Deciden ir a tu depa. En el uber, Marco te besa con lengua, su mano subiendo por tu muslo, mientras Luis observa, su respiración pesada. Llegan, cierran la puerta, y el mundo se reduce a sus cuerpos. Te quitas el vestido lento, dejándolos ver tu lencería roja, tetas rebotando libres cuando desabrochas el bra. Qué chingona estás, gime Luis, y Marco asiente, ya con la verga marcada en el pantalón.

Empiezan suave, como en esas fotos trios HMH que los inspiraron. Marco te besa profundo, su lengua danzando con la tuya, sabor a cerveza y pasión, mientras Luis te acaricia las nalgas, sus dedos fuertes amasando la carne. Sientes sus erecciones presionando contra ti, el roce áspero de sus jeans contra tu piel desnuda. Te llevan a la cama, el colchón hundiéndose bajo su peso. Marco chupa tus pezones, succionando fuerte, enviando descargas a tu entrepierna, mientras Luis lame tu cuello, mordisqueando suave.

La intensidad sube. Te arrodillas, las manos temblando de anticipación. Sacas sus vergas: la de Marco gruesa y venosa, la de Luis larga y curva. El olor almizclado de su excitación te invade, salado y macho. Las lames alternando, lengua plana sobre los glans hinchados, saboreando el pre-semen salado. Qué rico chupas, mami, gruñe Marco, enredando dedos en tu pelo. Luis gime, empujando suave en tu boca. Tus labios se estiran, garganta relajándose para tomar más, el sonido húmedo de succiones llenando la habitación.
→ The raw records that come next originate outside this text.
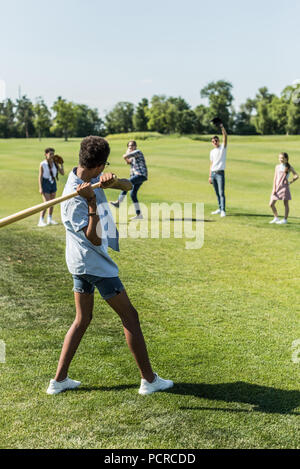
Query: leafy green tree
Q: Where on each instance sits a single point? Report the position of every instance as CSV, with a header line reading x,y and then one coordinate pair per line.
x,y
164,113
25,116
157,114
42,118
88,121
186,122
119,119
291,95
140,119
65,118
220,100
278,114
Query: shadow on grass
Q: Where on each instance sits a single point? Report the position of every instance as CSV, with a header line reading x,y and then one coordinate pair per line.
x,y
264,399
269,215
188,219
121,387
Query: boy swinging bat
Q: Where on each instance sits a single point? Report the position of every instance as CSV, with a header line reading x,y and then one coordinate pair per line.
x,y
90,230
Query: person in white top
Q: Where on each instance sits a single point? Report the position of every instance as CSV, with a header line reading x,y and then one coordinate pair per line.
x,y
47,183
217,170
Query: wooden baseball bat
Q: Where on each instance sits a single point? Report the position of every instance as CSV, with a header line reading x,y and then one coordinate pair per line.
x,y
121,184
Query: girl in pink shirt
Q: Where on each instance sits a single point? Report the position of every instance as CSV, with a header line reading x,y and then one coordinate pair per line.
x,y
281,189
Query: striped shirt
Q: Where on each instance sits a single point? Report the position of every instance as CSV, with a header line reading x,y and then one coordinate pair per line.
x,y
138,164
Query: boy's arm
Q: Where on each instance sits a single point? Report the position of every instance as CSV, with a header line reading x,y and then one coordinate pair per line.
x,y
85,190
128,160
224,133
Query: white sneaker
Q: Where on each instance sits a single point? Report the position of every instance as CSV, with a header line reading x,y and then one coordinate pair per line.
x,y
282,222
137,217
51,222
55,387
42,222
158,384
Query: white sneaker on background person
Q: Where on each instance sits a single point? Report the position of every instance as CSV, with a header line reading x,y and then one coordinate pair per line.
x,y
42,222
282,222
116,204
55,387
50,221
137,217
275,220
159,384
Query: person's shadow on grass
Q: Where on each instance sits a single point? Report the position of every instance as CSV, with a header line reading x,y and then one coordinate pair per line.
x,y
262,398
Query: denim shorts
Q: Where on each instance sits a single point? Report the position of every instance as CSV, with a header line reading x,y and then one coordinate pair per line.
x,y
48,186
107,286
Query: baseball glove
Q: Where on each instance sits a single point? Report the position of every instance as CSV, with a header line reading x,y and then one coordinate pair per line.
x,y
216,121
58,159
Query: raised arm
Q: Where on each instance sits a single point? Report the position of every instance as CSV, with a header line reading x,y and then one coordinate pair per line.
x,y
60,168
224,133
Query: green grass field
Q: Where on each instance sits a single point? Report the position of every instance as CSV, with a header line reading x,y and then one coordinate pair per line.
x,y
220,321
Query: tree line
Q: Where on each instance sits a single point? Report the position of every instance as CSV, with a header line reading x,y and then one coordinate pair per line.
x,y
264,114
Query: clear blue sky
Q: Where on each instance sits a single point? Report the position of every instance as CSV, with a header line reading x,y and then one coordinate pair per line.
x,y
100,52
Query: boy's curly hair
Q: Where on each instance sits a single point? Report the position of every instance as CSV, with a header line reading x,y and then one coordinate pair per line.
x,y
94,151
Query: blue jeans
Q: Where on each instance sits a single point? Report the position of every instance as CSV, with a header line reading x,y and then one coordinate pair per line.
x,y
108,287
136,181
218,180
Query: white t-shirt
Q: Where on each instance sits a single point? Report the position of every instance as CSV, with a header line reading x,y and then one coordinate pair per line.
x,y
218,158
46,172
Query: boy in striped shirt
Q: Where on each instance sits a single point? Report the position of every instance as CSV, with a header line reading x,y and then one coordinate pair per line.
x,y
138,175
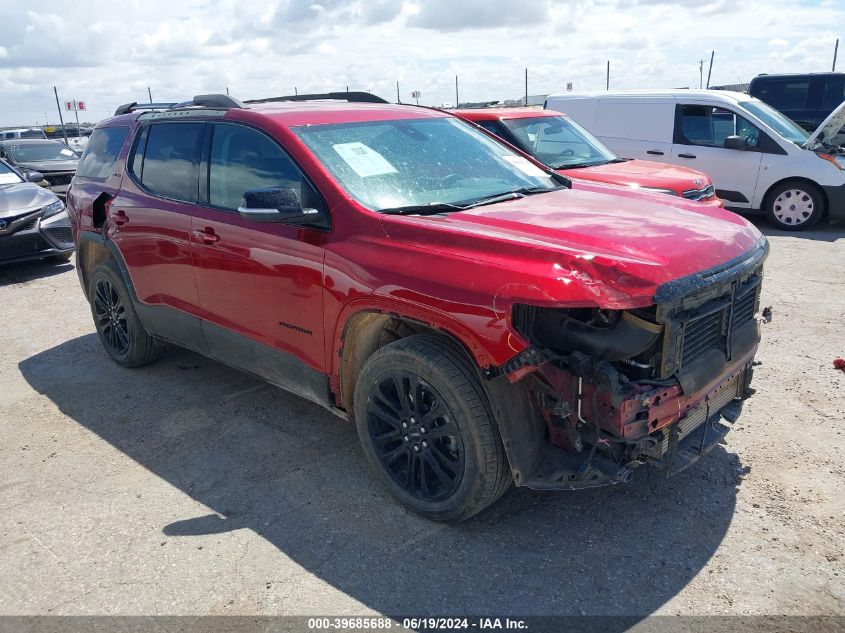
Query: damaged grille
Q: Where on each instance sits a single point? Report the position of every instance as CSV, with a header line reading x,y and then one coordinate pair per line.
x,y
711,327
59,178
700,194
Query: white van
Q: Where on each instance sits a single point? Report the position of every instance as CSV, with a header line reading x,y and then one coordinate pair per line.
x,y
759,160
29,132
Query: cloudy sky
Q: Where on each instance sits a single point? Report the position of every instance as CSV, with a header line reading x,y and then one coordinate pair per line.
x,y
107,53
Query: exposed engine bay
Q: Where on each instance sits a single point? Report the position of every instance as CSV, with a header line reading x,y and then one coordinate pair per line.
x,y
660,385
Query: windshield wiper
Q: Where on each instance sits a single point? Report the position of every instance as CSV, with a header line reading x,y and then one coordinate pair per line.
x,y
578,165
448,207
423,209
514,194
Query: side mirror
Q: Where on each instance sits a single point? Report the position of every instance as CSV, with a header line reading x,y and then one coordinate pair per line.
x,y
276,204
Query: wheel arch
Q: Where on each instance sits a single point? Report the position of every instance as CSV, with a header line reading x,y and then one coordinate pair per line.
x,y
93,249
367,330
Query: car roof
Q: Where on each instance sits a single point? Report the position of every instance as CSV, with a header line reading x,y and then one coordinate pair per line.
x,y
667,94
29,141
789,75
294,113
488,114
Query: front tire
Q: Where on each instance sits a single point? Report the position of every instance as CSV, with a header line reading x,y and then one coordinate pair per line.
x,y
795,205
426,428
118,326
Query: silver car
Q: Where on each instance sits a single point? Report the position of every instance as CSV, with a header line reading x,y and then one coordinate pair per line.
x,y
33,220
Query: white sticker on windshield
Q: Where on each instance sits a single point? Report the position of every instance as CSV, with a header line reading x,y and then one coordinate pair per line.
x,y
364,160
525,166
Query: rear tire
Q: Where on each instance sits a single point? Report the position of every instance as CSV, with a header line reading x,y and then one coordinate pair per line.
x,y
794,205
118,326
426,428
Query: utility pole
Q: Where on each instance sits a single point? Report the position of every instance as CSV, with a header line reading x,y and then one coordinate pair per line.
x,y
710,70
61,118
526,86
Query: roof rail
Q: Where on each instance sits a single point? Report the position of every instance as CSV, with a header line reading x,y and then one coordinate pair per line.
x,y
126,108
351,97
202,101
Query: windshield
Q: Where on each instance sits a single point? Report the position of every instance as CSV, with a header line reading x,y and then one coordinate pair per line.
x,y
410,162
46,151
559,142
7,175
775,120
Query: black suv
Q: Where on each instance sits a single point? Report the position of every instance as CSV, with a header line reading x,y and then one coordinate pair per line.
x,y
807,99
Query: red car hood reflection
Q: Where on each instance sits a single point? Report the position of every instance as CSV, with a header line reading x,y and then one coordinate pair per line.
x,y
630,241
643,173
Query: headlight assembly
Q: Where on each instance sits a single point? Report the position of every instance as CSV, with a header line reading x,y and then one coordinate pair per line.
x,y
659,190
52,209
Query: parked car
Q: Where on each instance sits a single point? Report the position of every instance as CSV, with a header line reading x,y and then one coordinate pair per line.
x,y
561,144
480,321
806,98
52,158
77,136
22,133
33,221
760,161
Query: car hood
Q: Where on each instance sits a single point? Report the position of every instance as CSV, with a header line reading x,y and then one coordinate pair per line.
x,y
642,173
48,166
19,198
607,245
829,128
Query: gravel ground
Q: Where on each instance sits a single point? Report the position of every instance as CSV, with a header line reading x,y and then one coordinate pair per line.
x,y
188,488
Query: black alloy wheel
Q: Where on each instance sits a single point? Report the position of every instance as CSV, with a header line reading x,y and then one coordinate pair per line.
x,y
415,436
110,317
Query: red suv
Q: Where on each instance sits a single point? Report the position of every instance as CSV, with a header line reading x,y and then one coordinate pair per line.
x,y
560,143
481,322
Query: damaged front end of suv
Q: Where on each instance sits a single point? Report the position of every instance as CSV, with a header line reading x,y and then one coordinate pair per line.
x,y
615,389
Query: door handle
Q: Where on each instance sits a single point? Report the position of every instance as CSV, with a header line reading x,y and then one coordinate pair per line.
x,y
119,217
206,236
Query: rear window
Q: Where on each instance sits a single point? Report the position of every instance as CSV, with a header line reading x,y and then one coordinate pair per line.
x,y
783,94
167,159
102,152
636,119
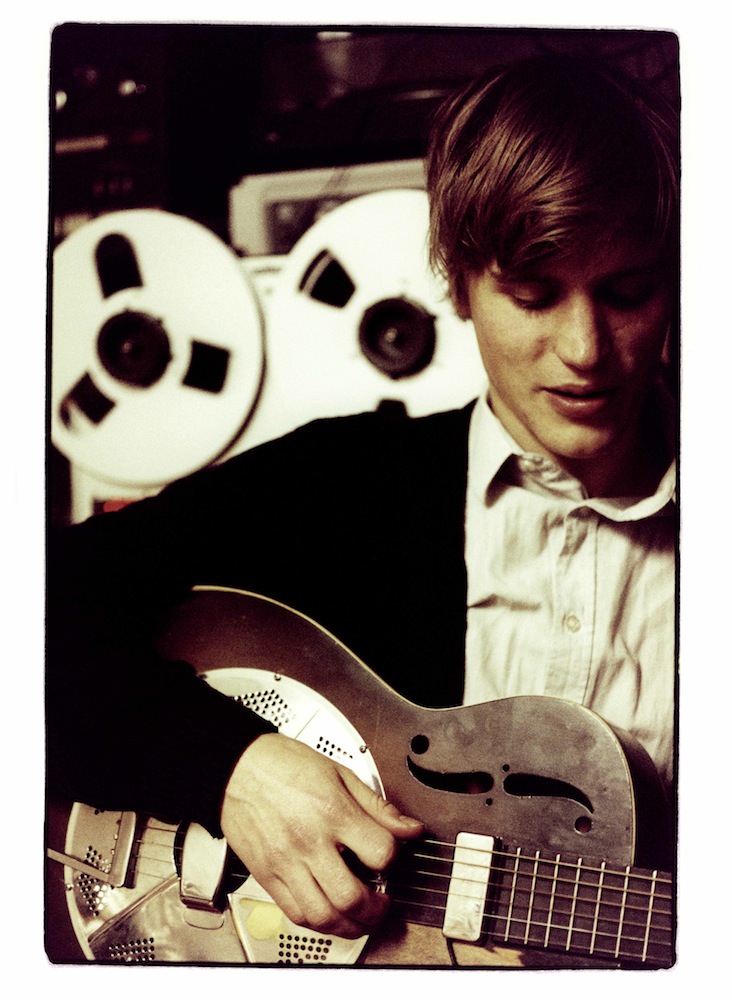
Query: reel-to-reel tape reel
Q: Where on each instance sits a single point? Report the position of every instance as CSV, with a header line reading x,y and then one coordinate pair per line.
x,y
169,353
Te tumban, piernas abiertas. Marco se hunde en tu panocha chorreante, el estiramiento delicioso, walls apretándolo como guante. ¡Ay, cabrón, qué mojada! jadea. Luis se pone de rodillas, ofreciéndote su verga para mamar mientras Marco te coge ritmado, pelvis chocando contra tu clítoris. El slap-slap de carne resuena, sudor goteando, mezclándose en charcos calientes. Cambian: Luis entra, su curva golpeando tu punto G, mientras Marco te besa, sus bolas pesadas rozando tu barbilla cuando lo chupas.
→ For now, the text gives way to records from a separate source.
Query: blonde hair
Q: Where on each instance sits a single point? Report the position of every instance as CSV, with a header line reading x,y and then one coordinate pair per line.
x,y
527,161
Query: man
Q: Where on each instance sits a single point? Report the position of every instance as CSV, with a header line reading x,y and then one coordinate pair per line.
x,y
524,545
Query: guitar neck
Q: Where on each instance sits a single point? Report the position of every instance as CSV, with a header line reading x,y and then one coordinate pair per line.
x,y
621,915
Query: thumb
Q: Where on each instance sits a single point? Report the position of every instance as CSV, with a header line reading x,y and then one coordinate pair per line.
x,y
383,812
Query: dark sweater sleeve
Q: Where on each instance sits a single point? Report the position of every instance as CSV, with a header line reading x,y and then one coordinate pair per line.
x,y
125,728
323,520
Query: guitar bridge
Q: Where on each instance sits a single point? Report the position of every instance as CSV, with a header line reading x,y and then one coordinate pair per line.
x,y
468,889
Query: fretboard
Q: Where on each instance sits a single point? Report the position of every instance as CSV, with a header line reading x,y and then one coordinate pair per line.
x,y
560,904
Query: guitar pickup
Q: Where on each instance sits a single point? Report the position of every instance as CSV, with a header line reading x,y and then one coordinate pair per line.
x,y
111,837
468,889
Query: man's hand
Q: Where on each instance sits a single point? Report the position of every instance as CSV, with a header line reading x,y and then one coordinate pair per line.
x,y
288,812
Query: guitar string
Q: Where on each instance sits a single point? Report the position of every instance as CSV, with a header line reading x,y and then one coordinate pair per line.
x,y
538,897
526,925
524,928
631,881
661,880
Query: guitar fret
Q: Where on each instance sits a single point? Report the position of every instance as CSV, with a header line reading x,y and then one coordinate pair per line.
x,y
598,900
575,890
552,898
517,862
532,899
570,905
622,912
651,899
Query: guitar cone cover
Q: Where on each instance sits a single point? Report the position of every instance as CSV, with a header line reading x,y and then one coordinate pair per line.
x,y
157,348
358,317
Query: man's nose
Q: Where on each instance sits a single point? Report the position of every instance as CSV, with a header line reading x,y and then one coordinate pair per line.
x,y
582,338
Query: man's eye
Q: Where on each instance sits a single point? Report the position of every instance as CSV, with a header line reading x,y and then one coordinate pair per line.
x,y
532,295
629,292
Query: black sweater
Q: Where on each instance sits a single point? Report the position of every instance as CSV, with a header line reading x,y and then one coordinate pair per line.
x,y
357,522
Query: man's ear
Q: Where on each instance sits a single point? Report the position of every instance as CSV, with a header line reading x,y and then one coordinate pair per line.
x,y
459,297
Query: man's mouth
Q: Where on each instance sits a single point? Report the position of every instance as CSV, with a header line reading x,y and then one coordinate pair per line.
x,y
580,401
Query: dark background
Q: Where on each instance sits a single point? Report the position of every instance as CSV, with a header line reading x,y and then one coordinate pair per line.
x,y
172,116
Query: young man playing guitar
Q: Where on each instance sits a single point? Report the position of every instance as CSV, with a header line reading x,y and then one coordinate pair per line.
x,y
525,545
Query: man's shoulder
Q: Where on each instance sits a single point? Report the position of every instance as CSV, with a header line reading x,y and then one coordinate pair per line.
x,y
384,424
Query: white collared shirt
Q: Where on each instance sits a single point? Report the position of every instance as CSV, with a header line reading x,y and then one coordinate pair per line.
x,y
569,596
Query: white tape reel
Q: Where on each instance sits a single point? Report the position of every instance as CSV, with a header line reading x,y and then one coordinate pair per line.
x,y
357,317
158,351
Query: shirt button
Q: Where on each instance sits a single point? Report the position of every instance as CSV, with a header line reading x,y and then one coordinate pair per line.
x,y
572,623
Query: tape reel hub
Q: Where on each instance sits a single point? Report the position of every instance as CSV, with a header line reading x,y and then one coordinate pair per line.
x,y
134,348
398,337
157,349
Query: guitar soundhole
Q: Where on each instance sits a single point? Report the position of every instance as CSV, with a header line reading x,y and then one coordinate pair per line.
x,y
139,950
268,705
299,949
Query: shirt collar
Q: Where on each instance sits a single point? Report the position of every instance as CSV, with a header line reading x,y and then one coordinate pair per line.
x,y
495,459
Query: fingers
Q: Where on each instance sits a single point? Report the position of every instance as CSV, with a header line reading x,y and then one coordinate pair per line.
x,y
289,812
El clímax se acerca como volcán. Poses de esas fotos trios HMH: tú a cuatro, Marco en la panocha, Luis en la boca, luego switch. Gritas, ¡Más duro, weyes, no paren! El orgasmo te parte en dos, walls convulsionando, squirt salpicando sábanas. Ellos gruñen, vergas palpitando, y se corren casi juntos: Marco dentro, caliente llenándote, Luis en tu espalda, chorros espesos marcando tu piel como trofeos.
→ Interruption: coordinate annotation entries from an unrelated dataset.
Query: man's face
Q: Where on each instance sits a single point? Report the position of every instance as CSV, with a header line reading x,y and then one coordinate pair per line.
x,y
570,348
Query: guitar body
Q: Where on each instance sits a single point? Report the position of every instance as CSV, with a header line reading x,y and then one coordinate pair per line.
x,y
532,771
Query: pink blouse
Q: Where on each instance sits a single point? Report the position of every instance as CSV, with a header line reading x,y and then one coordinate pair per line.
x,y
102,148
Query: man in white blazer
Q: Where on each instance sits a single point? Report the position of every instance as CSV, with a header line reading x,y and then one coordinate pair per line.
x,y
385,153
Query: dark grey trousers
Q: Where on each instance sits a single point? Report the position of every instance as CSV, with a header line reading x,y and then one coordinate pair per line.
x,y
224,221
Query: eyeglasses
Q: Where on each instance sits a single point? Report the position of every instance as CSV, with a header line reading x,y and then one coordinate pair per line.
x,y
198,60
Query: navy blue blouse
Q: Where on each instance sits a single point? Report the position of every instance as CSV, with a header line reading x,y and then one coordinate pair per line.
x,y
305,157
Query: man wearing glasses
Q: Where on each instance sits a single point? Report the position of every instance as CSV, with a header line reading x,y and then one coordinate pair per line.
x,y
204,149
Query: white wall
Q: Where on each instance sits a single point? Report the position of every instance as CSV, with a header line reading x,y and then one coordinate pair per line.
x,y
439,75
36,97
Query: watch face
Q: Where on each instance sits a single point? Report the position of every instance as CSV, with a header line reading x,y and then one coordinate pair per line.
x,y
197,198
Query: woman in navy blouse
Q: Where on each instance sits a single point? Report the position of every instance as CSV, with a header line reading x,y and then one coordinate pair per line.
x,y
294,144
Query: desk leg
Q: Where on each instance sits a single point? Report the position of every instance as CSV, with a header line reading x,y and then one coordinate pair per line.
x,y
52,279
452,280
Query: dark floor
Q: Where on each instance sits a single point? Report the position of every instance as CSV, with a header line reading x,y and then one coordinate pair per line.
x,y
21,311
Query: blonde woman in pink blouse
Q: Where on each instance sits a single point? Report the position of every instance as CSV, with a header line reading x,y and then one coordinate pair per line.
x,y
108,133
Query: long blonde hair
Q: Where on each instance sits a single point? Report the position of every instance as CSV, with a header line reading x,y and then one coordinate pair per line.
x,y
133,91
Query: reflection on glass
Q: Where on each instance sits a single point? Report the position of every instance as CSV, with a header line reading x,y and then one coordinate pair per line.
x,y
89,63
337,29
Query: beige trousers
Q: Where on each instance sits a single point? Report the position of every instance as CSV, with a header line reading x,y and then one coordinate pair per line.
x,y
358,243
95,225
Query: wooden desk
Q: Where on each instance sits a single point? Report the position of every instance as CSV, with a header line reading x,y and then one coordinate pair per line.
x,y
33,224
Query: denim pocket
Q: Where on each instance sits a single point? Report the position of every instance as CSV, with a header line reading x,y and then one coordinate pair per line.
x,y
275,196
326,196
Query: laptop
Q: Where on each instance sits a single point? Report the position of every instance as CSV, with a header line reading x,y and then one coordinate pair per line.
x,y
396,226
Acto tres: el afterglow. Yacen jadeantes, cuerpos enredados, el aire espeso con olor a sexo y sudor. Marco te acaricia el pelo, Fue mejor que cualquier foto trios HMH, susurra. Luis besa tu hombro, su mano en tu cadera. Ríen bajito, compartiendo agua fría que sabe a victoria. Te sientes poderosa, deseada, completa. La noche se funde en caricias perezosas, sus dedos trazando patrones en tu piel sensible.

Al amanecer, con el sol filtrándose por las cortinas, reflexionas en silencio.

Esto no fue solo cogida; fue conexión, libertad, un fuego que nos une más
. Marco y Luis duermen a tus lados, protectores. Sabes que habrá más, quizás sacando sus propias fotos trios HMH, pero por ahora, el recuerdo basta, grabado en cada pulso, cada aroma, cada sabor. Te estiras, sonriendo, lista para lo que venga.